Heterosis is the scientific term for being better than your parents. Why does heterosis occur? What is the molecular mechanism? How common is it? How can we make it happen more often and to greater effect? Researchers at the Department of Cell and Molecular Biology at the University of Gothenburg and the Norwegian University of Life Sciences outside Oslo are aiming to find answers to these questions in a new research project.

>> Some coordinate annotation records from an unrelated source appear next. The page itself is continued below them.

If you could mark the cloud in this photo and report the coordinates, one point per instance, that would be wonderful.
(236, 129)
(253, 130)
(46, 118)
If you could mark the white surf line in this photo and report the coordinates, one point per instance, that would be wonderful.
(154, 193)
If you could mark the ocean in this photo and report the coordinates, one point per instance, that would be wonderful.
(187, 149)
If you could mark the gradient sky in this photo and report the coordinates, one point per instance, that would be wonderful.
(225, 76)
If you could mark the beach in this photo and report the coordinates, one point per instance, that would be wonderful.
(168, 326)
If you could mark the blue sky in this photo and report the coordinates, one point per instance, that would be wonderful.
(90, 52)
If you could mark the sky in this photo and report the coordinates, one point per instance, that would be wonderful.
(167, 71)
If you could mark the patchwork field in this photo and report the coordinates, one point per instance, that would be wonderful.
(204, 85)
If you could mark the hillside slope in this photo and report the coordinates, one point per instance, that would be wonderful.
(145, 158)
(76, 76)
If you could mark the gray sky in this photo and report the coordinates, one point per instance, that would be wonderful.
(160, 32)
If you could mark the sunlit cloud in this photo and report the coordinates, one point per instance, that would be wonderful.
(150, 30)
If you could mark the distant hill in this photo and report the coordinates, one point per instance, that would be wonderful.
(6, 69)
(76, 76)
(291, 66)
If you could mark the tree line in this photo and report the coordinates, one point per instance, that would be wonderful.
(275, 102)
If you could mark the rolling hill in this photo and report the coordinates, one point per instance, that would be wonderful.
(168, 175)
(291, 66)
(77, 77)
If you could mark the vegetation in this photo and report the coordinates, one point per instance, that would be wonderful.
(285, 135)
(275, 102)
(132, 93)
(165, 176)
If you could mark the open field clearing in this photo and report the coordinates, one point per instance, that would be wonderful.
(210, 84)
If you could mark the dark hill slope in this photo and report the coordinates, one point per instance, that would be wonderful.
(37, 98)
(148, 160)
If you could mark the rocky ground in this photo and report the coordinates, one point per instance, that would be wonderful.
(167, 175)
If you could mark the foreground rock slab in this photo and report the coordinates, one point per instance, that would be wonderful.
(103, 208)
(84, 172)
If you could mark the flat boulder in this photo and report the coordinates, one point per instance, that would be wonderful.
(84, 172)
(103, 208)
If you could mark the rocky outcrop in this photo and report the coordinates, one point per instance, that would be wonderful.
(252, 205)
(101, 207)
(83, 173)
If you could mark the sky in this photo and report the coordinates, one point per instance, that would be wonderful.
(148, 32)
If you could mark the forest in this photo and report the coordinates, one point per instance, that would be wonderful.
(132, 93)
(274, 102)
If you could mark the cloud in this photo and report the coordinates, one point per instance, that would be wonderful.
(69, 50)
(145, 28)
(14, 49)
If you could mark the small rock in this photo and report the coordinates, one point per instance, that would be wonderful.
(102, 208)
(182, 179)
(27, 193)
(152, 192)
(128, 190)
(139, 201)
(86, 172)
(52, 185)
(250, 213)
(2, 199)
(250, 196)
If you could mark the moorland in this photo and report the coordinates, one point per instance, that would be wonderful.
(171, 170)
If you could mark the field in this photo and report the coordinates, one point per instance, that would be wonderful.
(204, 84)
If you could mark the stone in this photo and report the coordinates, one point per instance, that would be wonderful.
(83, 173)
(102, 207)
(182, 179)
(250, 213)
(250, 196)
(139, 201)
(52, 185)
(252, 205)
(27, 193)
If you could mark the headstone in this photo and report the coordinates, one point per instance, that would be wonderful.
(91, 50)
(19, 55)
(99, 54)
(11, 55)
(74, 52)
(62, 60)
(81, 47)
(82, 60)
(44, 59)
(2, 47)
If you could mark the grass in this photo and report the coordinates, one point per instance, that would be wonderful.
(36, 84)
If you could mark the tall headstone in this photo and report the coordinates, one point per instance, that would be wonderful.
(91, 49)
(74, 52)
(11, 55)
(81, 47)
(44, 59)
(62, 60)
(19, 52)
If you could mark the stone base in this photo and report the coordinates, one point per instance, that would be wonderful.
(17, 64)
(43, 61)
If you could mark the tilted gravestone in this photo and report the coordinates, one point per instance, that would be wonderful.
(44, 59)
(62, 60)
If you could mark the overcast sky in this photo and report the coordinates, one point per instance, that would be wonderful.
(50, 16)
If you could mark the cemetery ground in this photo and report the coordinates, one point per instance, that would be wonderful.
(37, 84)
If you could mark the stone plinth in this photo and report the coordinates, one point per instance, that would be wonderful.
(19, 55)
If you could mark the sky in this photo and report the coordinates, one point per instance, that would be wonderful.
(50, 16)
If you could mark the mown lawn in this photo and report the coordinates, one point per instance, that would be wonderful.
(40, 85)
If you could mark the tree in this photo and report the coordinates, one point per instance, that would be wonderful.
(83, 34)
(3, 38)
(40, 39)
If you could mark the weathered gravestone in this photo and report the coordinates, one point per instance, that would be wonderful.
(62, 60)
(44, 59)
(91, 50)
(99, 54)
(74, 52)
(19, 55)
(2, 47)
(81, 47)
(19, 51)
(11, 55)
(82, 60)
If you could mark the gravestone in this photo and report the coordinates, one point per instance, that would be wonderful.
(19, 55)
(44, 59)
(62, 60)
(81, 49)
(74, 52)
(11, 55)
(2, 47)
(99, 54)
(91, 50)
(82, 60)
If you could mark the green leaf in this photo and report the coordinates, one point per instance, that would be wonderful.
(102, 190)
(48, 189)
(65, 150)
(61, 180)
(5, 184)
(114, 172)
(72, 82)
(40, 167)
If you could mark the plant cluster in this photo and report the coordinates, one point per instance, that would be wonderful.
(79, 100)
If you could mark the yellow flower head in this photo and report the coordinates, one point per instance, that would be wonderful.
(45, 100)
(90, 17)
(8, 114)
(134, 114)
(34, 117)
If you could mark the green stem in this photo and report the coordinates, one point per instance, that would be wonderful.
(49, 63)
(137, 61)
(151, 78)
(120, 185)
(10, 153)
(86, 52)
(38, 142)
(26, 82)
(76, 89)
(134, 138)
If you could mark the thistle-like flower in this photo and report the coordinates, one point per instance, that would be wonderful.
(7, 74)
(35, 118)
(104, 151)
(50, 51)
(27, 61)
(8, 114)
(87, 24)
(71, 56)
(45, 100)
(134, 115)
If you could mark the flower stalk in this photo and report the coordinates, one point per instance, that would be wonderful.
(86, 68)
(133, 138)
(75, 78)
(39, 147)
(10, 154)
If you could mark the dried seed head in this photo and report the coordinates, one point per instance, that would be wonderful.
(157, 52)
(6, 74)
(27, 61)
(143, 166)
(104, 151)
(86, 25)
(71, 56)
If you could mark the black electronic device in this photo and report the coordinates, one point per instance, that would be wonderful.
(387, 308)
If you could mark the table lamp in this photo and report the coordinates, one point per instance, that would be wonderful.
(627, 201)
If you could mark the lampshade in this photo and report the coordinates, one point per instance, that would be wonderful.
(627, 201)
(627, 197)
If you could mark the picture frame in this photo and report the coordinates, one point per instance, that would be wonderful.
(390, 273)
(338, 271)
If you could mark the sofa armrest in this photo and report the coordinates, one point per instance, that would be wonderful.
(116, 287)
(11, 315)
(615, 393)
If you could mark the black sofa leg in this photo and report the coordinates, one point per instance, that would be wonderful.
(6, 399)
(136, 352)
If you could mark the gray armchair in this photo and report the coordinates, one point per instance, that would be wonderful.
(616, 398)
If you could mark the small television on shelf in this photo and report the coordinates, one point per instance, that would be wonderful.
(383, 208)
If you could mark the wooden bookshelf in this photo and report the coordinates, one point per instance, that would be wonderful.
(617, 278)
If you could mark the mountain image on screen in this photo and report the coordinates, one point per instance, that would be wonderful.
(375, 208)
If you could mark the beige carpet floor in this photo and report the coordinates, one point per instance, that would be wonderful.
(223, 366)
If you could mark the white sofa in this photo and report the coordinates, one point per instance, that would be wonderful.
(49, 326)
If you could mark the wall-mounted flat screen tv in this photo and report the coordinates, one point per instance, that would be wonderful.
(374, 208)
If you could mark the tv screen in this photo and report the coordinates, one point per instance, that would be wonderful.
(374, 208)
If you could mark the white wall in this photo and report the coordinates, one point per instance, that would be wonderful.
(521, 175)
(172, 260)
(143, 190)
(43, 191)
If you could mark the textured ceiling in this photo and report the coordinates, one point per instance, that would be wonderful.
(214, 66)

Using baker's yeast as a model, Jonas Warringer and his colleague Stig Omholt are mapping the incidence of heterosis for a large number of different characteristics. They hope to discover the mechanisms in human cells that govern the creation of children with characteristics sometimes superior to those of their parents. They are initially studying yeast cells - in which the mechanism has already been established.
In their first studies, Warringer and Omholt have shown how heterosis has enabled brewer's yeast to develop tolerance to copper, something that helps the yeast to survive in the large copper tanks used in the brewing industry. After some of the results where published in Nature in March this year, the interest in Warringers and Omholts research has increased.
"Once we understand how heterosis occurs, breeding can be controlled so that we can selectively promote desirable characteristics in plants and animals more quickly and effectively. This could help in the fight against famine, help us develop new biofuels for cars, and possibly, in the distant future, make it possible to create a functioning ecosystem on Mars - without having to resort to genetic modification," says Jonas Warringer.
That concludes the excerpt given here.